Michelle Evans, a Ph.D. student in the integrative conservation and ecology, is interested in the effects of land-use change on disease dynamics and ecology. She specifically investigates the mechanisms driving diversity-disease relationships and how anthropogenic activities alter this relationship.
Aileen Ferraro, a Ph.D. student in the Department of Microbiology, studies gene regulation in eukaryotic cells using the model filamentous fungus Neurospora crassa. She is interested in how different modifications to chromosomes can either silence or activate different sets of genes, which can greatly impact the health and biology of the organism.
Maite Ghazaleh, a Ph.D. student studying environmental health science in the College of Public Health, aims to understand the mechanisms driving coral disease. Corals are hosts to several species of microbial organisms that interact closely with the coral and collectively form the coral microbiome. To describe disease development, she studies how environmental stress can cause the coral microbiome to shift from a healthy to a diseased state.

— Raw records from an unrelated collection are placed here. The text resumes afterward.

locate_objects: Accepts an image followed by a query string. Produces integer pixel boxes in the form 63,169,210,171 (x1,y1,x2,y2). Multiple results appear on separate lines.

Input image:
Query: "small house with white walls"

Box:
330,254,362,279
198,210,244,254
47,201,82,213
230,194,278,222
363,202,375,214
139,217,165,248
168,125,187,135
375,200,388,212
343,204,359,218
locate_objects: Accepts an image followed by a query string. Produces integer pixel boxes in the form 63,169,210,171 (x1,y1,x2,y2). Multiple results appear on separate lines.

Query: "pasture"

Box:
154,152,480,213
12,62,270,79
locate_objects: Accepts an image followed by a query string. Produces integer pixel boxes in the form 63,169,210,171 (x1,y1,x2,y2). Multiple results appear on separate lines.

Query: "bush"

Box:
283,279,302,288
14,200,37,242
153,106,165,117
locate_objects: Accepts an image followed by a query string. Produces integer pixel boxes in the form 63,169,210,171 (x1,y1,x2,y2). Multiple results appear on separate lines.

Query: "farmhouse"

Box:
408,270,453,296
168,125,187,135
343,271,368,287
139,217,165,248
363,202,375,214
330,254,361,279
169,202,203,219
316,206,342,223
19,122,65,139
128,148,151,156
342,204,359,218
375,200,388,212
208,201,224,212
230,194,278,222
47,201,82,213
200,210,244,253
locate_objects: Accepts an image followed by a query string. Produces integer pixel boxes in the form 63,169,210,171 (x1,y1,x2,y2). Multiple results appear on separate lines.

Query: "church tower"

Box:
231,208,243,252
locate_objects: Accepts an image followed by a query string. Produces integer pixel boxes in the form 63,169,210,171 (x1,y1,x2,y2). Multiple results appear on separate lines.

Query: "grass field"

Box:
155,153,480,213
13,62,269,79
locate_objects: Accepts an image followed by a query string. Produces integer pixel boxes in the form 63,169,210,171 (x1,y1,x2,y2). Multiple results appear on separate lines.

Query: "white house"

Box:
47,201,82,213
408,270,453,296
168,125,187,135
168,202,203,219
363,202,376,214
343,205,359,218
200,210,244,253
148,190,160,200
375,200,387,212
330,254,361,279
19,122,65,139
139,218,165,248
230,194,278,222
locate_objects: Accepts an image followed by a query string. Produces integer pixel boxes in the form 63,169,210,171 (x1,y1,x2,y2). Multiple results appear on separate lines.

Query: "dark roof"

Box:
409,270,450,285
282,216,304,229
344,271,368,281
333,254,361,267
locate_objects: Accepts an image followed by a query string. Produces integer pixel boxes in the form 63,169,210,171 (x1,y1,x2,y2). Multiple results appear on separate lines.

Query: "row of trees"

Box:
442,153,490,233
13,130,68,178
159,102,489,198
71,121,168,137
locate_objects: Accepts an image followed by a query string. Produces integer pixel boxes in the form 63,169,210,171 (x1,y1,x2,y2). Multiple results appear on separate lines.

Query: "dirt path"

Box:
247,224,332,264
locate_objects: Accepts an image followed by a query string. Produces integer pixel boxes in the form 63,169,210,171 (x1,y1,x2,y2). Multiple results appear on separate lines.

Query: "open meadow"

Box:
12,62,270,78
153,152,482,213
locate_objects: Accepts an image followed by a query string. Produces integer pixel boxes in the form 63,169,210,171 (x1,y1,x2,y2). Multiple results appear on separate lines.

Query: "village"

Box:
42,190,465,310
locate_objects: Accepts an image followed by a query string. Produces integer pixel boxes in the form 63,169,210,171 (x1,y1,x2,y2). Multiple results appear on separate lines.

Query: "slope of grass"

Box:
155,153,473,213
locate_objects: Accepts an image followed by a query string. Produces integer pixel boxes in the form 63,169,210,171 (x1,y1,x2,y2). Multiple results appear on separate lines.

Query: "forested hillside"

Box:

Sarah Harrison, a Ph.D. student in the Department of Marine Sciences, studies the fate of oil in the marine environment. She works in the Gulf of Mexico, a dynamic environment home to hundreds of natural oil seeps and active oil and gas industries, to study how the smallest forms of life respond to oil in surface waters. She also researches how the oil itself changes as a result of this biodegradation at the surface.

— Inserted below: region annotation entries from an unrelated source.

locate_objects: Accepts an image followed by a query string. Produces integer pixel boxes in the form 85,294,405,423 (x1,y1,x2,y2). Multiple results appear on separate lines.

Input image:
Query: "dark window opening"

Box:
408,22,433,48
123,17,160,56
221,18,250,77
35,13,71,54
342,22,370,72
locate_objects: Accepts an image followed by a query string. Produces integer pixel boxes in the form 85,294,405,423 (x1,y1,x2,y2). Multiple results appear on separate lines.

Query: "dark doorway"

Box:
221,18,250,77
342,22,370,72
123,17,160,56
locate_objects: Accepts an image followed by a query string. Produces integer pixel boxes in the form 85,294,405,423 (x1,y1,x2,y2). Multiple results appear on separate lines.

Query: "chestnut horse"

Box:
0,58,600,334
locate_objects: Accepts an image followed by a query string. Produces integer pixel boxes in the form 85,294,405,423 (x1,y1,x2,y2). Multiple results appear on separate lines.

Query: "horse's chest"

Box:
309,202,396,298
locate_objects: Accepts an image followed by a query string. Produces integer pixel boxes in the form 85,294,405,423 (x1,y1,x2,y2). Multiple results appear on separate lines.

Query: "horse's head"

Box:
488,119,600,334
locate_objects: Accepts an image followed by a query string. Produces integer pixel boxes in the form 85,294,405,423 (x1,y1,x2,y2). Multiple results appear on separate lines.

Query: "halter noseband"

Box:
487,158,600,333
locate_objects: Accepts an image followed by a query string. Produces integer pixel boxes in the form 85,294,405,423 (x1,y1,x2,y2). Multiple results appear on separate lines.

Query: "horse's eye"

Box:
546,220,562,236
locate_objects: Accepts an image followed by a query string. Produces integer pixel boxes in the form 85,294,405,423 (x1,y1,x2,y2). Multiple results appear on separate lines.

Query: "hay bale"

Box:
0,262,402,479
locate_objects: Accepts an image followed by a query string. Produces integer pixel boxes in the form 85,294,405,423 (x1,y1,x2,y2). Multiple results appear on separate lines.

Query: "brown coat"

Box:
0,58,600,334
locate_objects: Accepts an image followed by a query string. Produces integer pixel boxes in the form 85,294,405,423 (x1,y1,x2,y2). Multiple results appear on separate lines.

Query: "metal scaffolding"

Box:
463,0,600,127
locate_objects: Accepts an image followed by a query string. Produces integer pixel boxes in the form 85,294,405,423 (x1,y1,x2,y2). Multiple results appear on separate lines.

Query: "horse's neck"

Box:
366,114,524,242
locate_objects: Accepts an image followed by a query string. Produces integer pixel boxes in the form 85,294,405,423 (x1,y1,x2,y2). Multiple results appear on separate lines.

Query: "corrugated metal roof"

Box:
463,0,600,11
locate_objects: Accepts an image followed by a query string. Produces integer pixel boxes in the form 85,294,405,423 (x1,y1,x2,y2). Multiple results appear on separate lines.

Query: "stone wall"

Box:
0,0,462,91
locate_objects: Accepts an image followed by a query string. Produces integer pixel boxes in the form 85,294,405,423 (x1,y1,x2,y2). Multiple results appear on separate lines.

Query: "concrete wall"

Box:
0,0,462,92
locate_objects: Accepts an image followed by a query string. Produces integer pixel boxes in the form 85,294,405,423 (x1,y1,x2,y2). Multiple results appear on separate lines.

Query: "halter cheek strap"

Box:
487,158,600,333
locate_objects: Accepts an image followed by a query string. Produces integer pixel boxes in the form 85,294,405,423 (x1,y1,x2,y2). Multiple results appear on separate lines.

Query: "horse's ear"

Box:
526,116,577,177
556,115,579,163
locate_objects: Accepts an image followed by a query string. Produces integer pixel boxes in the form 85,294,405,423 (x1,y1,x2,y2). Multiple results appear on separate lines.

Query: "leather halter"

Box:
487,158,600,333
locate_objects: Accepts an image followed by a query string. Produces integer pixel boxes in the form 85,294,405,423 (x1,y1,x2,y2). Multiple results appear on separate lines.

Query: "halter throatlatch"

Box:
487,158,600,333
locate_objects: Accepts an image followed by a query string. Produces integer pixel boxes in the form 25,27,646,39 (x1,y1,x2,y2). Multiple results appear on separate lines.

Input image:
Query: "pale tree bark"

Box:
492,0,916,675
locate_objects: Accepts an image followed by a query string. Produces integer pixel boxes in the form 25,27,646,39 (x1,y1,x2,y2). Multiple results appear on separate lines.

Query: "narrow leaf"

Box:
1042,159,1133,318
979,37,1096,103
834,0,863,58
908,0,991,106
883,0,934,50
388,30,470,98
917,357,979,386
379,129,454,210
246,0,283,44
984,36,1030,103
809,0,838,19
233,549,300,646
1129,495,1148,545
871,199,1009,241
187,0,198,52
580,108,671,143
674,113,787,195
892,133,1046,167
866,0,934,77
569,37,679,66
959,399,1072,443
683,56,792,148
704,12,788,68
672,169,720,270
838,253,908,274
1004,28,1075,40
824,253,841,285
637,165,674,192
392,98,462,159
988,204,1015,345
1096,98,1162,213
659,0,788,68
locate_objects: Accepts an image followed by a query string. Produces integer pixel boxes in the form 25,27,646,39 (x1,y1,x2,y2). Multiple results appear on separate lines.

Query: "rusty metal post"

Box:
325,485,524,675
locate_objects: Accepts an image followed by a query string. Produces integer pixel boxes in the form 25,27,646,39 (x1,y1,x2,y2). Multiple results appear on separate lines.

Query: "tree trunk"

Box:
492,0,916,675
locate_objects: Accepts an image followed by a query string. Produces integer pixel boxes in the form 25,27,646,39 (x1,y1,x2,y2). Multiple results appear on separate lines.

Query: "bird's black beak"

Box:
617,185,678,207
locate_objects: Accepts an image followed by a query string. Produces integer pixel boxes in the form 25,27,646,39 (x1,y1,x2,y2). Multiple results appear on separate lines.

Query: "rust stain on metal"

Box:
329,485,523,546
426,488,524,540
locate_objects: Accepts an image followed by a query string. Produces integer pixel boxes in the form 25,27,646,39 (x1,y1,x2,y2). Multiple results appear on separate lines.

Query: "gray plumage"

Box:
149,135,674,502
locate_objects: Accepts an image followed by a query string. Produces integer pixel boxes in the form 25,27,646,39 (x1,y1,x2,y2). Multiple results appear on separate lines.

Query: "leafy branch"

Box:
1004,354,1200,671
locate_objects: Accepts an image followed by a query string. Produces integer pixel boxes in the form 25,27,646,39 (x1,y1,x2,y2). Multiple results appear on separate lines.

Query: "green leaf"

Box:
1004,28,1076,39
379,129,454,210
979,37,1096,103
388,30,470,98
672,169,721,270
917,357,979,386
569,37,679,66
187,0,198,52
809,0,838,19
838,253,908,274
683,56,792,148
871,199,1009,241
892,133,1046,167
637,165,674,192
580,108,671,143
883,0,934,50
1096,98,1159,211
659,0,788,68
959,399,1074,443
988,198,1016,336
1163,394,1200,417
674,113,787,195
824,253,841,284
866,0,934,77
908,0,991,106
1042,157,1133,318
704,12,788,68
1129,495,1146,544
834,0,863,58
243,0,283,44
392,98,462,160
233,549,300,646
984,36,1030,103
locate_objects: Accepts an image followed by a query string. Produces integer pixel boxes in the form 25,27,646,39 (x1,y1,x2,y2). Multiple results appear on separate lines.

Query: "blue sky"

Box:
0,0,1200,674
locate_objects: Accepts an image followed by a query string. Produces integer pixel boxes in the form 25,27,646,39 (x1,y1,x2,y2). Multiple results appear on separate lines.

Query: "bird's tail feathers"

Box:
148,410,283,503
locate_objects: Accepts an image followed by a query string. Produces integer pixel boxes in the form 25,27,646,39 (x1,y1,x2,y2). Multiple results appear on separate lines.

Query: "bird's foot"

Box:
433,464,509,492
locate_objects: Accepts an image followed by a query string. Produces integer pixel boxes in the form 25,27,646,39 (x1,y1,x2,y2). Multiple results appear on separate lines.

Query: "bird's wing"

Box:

Travis Jones, a Ph.D. student in the Department of Anthropology, focuses on interactions between nomadic hunter-gatherers and sedentary farmers on the North American Great Plains during much of the last millennium. By incorporating chemistry and physics-based techniques to statistical models and social-ecological theory, he hopes to contribute to our understanding of the many ways in which past societies coped and interacted during climatic and ecological episodes.

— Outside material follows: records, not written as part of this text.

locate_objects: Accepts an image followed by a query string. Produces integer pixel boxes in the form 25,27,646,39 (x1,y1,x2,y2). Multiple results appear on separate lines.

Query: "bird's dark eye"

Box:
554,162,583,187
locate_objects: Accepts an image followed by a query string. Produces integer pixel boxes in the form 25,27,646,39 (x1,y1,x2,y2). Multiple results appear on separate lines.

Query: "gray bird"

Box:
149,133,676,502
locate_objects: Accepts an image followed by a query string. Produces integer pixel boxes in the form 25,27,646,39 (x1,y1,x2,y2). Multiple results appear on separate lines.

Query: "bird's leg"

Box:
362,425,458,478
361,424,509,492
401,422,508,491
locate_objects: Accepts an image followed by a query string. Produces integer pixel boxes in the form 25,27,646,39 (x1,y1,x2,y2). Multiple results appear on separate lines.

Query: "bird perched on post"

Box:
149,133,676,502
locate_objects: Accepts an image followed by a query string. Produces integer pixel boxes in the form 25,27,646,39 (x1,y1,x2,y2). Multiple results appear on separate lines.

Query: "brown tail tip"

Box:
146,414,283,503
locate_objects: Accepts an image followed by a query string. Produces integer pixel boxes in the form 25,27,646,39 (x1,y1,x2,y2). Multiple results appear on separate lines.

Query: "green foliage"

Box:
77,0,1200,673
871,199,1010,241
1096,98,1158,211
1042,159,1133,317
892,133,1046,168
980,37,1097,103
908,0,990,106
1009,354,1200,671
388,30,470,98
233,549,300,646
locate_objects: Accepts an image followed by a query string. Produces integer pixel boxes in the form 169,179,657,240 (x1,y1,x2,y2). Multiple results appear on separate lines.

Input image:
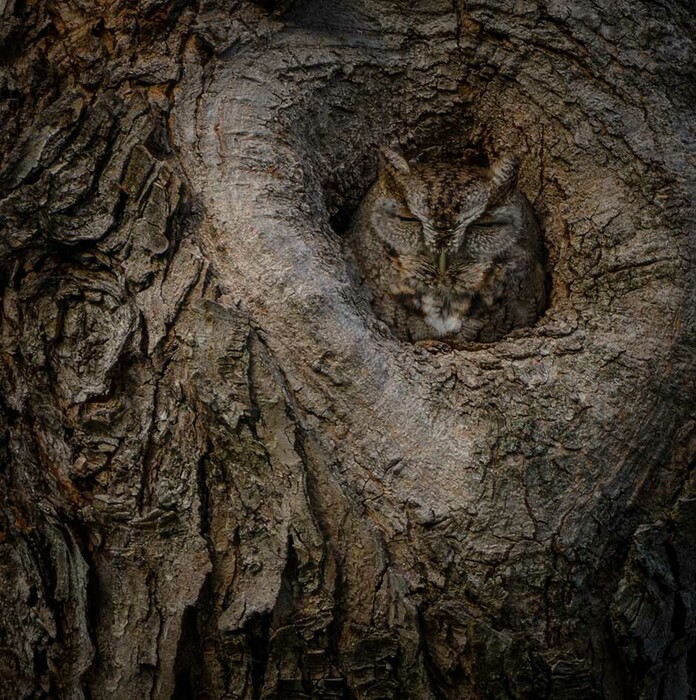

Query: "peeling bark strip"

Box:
0,0,696,700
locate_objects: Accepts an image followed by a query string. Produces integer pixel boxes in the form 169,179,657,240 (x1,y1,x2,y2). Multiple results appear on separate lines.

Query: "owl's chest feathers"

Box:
390,253,504,336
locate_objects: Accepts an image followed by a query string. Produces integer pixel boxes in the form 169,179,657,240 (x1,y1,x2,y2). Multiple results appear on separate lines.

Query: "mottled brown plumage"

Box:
348,149,546,341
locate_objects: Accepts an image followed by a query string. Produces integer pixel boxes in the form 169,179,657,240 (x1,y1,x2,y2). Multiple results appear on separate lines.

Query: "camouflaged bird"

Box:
348,149,546,342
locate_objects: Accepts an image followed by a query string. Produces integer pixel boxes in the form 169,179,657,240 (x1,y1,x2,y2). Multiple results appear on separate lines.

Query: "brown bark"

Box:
0,0,696,700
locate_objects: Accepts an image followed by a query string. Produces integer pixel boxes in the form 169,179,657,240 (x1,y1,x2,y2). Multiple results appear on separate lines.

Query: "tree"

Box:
0,0,696,700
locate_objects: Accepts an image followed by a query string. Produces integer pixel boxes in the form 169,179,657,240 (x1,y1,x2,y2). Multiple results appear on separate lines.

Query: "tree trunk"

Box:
0,0,696,700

Kerri Miazgowicz, a Ph.D. student in the College of Veterinary Medicine’s Department of Infectious Disease, investigates how mosquitoes respond to environmental variation. These responses can affect basic traits such as how long a mosquito will live for, or more complex traits such as the immune response of the mosquito – all of which will dictate the susceptibility and thus the potential for these mosquitoes to transmit diseases.
Micah Miles, a master’s student in the Warnell School of Forestry and Natural Resources, studies the urban ecology of reptiles and amphibians in the Santa Monica Mountains National Recreation Area. He also works to further public awareness about urban wildlife and increase environmental literacy for all ages by collaborating with artists to create signs for urban parks and green spaces.
Paige Miller, a Ph.D. student in the Odum School of Ecology, integrates ecological, epidemiological, and dynamical systems theory to improve our ability to probe “tipping points” in ecological and epidemiological systems where a sudden and large change occurs. Examples include collapses of fish populations, abrupt changes in climate, and outbreaks of infectious diseases. Interestingly, these systems all exhibit similar signals prior to the tipping point that we may be able to detect.
Michael Paxhia, a Ph.D. student in the Department of Microbiology, investigates how cellular metabolism functions as an integrated network, and how cells adjust their network to incorporate new biosynthetic pathways. This research into the fundamental paradigms of metabolism may facilitate new applications in synthetic biology, making the production of biofuels, small molecules or pharmaceuticals with microbes more predictable.
Kelly Peterson, a Ph.D. student in the Odum School of Ecology, is interested in the restoration of degraded ecosystems, particularly tallgrass prairie. Her research focuses on the importance of genetic diversity in plant populations, and how that genetic diversity may help or harm plant species in small populations and in restored ecosystems.
Michelle Ziadie, a Ph.D. student in both the Office of STEM Education and the Department of Genetics, researches evolutionary genetics and undergraduate evolution education. In her genetics work, she studies the evolution of adaptive maternal effects using a species of beetle that displays elaborate parental care. Her STEM education investigates student thinking regarding concepts and processes in evolution.